Boston isn’t a cheap place to live, but a new report shows Massachusetts as a whole is severely undersupplied when it comes to housing stock for its low-income population. 

The Bay State has less than half the needed apartments extremely low-income households can afford, and the Federal Reserve Bank of Boston expects the gap to widen in coming years without changes to affordable housing policy. The low-income category is defined as households earning no more than $29,150 for a family of three or $22,650 for a single person. 

Massachusetts has 274,842 extremely low-income households, but there are only 128,037 apartments in the state with rents they can afford, the Boston Globe reports

The low-income renter segment of the Massachusetts population has grown since 2011, but not as fast as higher-income segments. But the number of residential units low-income earners can afford without being rent-burdened (spending more than a third of their income on rent) has declined, and the situation is expected to get worse. 

More than 9,000 subsidized residential units are expected to lose low-income subsidies in Massachusetts by 2025, which means 25 cities and towns across the state wouldn’t have any subsidized housing.
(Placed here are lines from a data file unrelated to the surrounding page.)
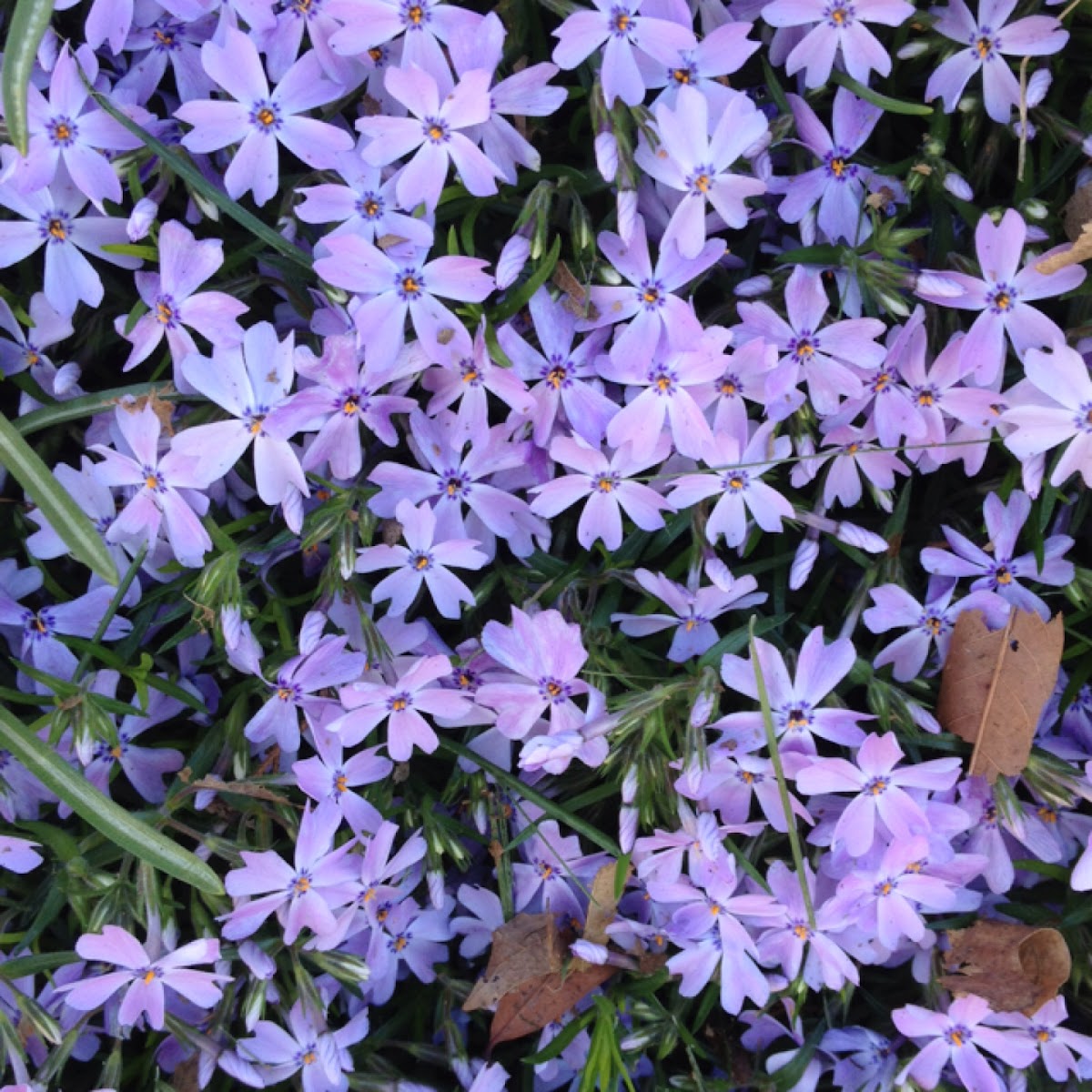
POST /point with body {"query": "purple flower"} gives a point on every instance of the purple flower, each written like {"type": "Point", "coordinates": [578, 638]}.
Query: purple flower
{"type": "Point", "coordinates": [546, 654]}
{"type": "Point", "coordinates": [423, 561]}
{"type": "Point", "coordinates": [261, 119]}
{"type": "Point", "coordinates": [157, 500]}
{"type": "Point", "coordinates": [606, 487]}
{"type": "Point", "coordinates": [741, 463]}
{"type": "Point", "coordinates": [147, 978]}
{"type": "Point", "coordinates": [880, 791]}
{"type": "Point", "coordinates": [796, 720]}
{"type": "Point", "coordinates": [562, 378]}
{"type": "Point", "coordinates": [50, 217]}
{"type": "Point", "coordinates": [825, 359]}
{"type": "Point", "coordinates": [304, 895]}
{"type": "Point", "coordinates": [651, 304]}
{"type": "Point", "coordinates": [986, 42]}
{"type": "Point", "coordinates": [839, 185]}
{"type": "Point", "coordinates": [435, 131]}
{"type": "Point", "coordinates": [64, 131]}
{"type": "Point", "coordinates": [1002, 572]}
{"type": "Point", "coordinates": [401, 704]}
{"type": "Point", "coordinates": [17, 854]}
{"type": "Point", "coordinates": [1002, 295]}
{"type": "Point", "coordinates": [1058, 409]}
{"type": "Point", "coordinates": [252, 382]}
{"type": "Point", "coordinates": [174, 303]}
{"type": "Point", "coordinates": [894, 606]}
{"type": "Point", "coordinates": [955, 1037]}
{"type": "Point", "coordinates": [296, 689]}
{"type": "Point", "coordinates": [390, 290]}
{"type": "Point", "coordinates": [838, 25]}
{"type": "Point", "coordinates": [693, 612]}
{"type": "Point", "coordinates": [697, 164]}
{"type": "Point", "coordinates": [627, 35]}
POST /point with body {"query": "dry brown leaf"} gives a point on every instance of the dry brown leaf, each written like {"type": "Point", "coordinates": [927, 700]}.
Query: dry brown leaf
{"type": "Point", "coordinates": [1016, 967]}
{"type": "Point", "coordinates": [995, 685]}
{"type": "Point", "coordinates": [540, 1002]}
{"type": "Point", "coordinates": [524, 949]}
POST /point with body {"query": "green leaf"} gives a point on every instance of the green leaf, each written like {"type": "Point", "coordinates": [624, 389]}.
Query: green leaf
{"type": "Point", "coordinates": [25, 32]}
{"type": "Point", "coordinates": [101, 812]}
{"type": "Point", "coordinates": [884, 102]}
{"type": "Point", "coordinates": [194, 178]}
{"type": "Point", "coordinates": [63, 512]}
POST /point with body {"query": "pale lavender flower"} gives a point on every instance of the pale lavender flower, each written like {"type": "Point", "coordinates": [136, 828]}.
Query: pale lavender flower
{"type": "Point", "coordinates": [627, 35]}
{"type": "Point", "coordinates": [401, 704]}
{"type": "Point", "coordinates": [434, 130]}
{"type": "Point", "coordinates": [1002, 296]}
{"type": "Point", "coordinates": [147, 978]}
{"type": "Point", "coordinates": [838, 25]}
{"type": "Point", "coordinates": [174, 303]}
{"type": "Point", "coordinates": [1002, 572]}
{"type": "Point", "coordinates": [955, 1038]}
{"type": "Point", "coordinates": [606, 486]}
{"type": "Point", "coordinates": [423, 561]}
{"type": "Point", "coordinates": [986, 41]}
{"type": "Point", "coordinates": [1060, 410]}
{"type": "Point", "coordinates": [697, 163]}
{"type": "Point", "coordinates": [261, 119]}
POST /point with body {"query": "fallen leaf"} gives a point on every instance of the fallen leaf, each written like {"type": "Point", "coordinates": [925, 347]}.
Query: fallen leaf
{"type": "Point", "coordinates": [995, 685]}
{"type": "Point", "coordinates": [524, 949]}
{"type": "Point", "coordinates": [540, 1002]}
{"type": "Point", "coordinates": [1016, 967]}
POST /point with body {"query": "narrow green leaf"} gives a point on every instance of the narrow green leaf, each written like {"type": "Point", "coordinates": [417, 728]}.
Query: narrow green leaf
{"type": "Point", "coordinates": [25, 31]}
{"type": "Point", "coordinates": [101, 812]}
{"type": "Point", "coordinates": [884, 102]}
{"type": "Point", "coordinates": [63, 512]}
{"type": "Point", "coordinates": [192, 177]}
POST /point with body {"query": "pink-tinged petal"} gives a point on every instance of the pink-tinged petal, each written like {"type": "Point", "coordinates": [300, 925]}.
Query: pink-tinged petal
{"type": "Point", "coordinates": [951, 76]}
{"type": "Point", "coordinates": [217, 125]}
{"type": "Point", "coordinates": [113, 945]}
{"type": "Point", "coordinates": [236, 66]}
{"type": "Point", "coordinates": [92, 993]}
{"type": "Point", "coordinates": [316, 142]}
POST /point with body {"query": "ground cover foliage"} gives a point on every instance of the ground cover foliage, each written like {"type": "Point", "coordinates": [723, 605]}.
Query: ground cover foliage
{"type": "Point", "coordinates": [545, 546]}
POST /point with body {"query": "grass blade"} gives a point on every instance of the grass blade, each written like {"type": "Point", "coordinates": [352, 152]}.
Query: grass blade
{"type": "Point", "coordinates": [25, 32]}
{"type": "Point", "coordinates": [63, 512]}
{"type": "Point", "coordinates": [101, 812]}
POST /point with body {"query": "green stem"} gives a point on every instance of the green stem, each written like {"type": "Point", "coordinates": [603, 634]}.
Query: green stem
{"type": "Point", "coordinates": [771, 742]}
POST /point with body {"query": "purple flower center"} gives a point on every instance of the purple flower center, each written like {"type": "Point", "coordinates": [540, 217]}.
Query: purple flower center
{"type": "Point", "coordinates": [840, 15]}
{"type": "Point", "coordinates": [958, 1036]}
{"type": "Point", "coordinates": [409, 283]}
{"type": "Point", "coordinates": [41, 626]}
{"type": "Point", "coordinates": [167, 311]}
{"type": "Point", "coordinates": [369, 206]}
{"type": "Point", "coordinates": [153, 480]}
{"type": "Point", "coordinates": [56, 227]}
{"type": "Point", "coordinates": [63, 131]}
{"type": "Point", "coordinates": [420, 561]}
{"type": "Point", "coordinates": [1002, 298]}
{"type": "Point", "coordinates": [986, 44]}
{"type": "Point", "coordinates": [735, 480]}
{"type": "Point", "coordinates": [436, 130]}
{"type": "Point", "coordinates": [266, 116]}
{"type": "Point", "coordinates": [804, 347]}
{"type": "Point", "coordinates": [415, 15]}
{"type": "Point", "coordinates": [838, 165]}
{"type": "Point", "coordinates": [650, 295]}
{"type": "Point", "coordinates": [554, 691]}
{"type": "Point", "coordinates": [622, 22]}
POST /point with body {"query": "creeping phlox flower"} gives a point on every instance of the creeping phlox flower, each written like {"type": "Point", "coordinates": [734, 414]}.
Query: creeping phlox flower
{"type": "Point", "coordinates": [147, 980]}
Municipalities have looked to buy or refinance the units with expiring subsidies, but the Fed report forecasts it could cost between $843M and $1B annually to maintain and develop affordable housing in the state by 2035. 

Affordable housing solutions have become an all-encompassing issue for Massachusetts developers and policymakers. Municipalities have set targets to build more housing supply to bring down prices, and Boston is weighing changes to its Inclusionary Development Policy that requires market-rate developers to create affordable residences in developments with 10 or mores units.

Some state politicians have also weighed enacting statewide rent control, but developers have warned such a measure would be a major headwind to the region’s ongoing building boom.